Le Mécréant : Ce couteau.

Le Paladin : C’est absurde. Tu n’avais aucune allonge pour rester à distance du dragon, aucune armure pour te protéger de ces griffes ! Les Paladins sont spécialement entraînés et équipés pour faire face à de telles abominations.  Nous utilisons des épées bénies et des hallebardes forgées dans les meilleurs alliages, et les armures de plates les plus solides ! ...et toi tu prétends être venu à bout d’une de ces bêtes, armé d’un simple couteau de cuisine !  Qui de surcroit, a dû être dérobé dans un des cloaques crasseux des faubourgs.

Le Mécréant : l’exploit n’en est que plus incroyable !

Le Paladin : Incroyable, en effet ; c’est un beau tissu de mensonge. Je ne puis supporter plus longtemps ton insolence ; donnes-moi une preuve de ce que tu avances, ou je te livre aux geôliers !

Le Mécréant : Oui justement ! Attendez ;  je l’ai enveloppé dans un chiffon….là regardez ; j’ai récupéré sa patte !

Le Mécréant tend ce qui pourrait bien être une patte de reptile à l’homme d’arme.

Le Paladin : oui….intéressant….cela pourrait bien être un dragon. Pas de grande taille, mais….
..Et pourquoi n’avoir pas pris sa tête ;  c’est un bien meilleur trophée ?

Le Mécréant : Le couteau coupait trop mal ; je n’ai pas réussi….Mais, me croyez-vous à présent ?

Le Paladin : Quelle pitié, quelle déchéance ! Une légendaire créature conduite à trépas par le premier nigaud venu ! Les valeurs se perdent, vraiment. De toute façon ce n’était qu’un jeune. Et puis, il y a pire comme menace que les dragons : les mort-vivants et autres spectres qui hantent nos contrées. Des créatures sournoises qui se cachent dans l’ombre et pervertissent les âmes des honnêtes gens. Le dragon a au moins la courtoisie de t’affronter de face !

Le Mécréant : Sans doute oui ; ils sont certainement plus terribles…

Le Paladin : Peut-être qu’une de ces abominations se tapit dans la nuit à quelques enjambées ; sans que nous en sachions rien !

Le Mécréant : Euh oui ; je n’en doute point. Mais permettez-moi de rejoindre mes camarades de l’auberge ; j’ai fort à leur raconter !

Le Paladin : Non malandrin ! Garde donc cette histoire pour toi !

Le Mécréant : Mais, je ne puis passer sous silence un tel exploit !

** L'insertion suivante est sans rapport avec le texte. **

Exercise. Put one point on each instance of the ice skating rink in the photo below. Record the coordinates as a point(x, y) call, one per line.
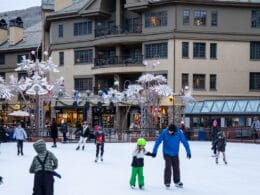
point(82, 176)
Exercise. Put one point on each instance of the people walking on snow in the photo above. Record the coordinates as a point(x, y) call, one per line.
point(54, 132)
point(43, 166)
point(214, 137)
point(221, 146)
point(83, 131)
point(171, 138)
point(20, 135)
point(99, 140)
point(138, 163)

Le Paladin : Et pourtant, il le faudra bien ; c’est moi qui suis censé m’occuper de tels monstres. Si  l’on apprend qu’un rebut s’est chargé de la tâche, ma réputation risque d’en pâtir.

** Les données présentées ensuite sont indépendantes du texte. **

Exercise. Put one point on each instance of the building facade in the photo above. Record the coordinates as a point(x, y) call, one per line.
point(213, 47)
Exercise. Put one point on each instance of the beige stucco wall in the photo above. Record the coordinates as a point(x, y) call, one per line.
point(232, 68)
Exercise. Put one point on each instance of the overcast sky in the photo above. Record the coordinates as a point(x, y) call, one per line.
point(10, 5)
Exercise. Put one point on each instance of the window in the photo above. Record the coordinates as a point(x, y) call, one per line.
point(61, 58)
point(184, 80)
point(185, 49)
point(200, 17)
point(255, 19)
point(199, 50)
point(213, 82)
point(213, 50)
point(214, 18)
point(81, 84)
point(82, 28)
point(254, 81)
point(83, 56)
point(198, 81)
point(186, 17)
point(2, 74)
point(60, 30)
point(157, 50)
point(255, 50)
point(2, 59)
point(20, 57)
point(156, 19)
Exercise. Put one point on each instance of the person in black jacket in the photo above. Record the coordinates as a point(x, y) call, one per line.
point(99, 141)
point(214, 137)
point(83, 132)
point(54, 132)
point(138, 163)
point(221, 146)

Le Mécréant : Le poids de quelque argent pourrait empêcher ma langue de fourcher.

Le Paladin : Blasphémateur !  Truand ! Espère-tu corrompre un soldat de Dieu ?

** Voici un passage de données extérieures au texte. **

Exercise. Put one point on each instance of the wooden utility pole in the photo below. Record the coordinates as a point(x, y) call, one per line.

Le Mécréant : Votre réputation vaut bien une pièce.

Le Paladin : Quelle ignominie ! C’est le créateur lui-même que tu insultes avec une telle offre !

Trahissant ces paroles, le Paladin, tend alors une pièce à contrecœur  au malfrat ; qu’il lâche cependant difficilement, comme s’il devait se défaire d’une bourse entière.

Le Mécréant : Merci Monseigneur ; vous constaterez que mon silence est d’or.

Le Paladin : Devrais-je également récompenser le diable pour ces méfaits ?
Hors de ma vue mécréant ! ...et n’oublie pas ta parole, ou j’oublierais à mon tour ma miséricorde.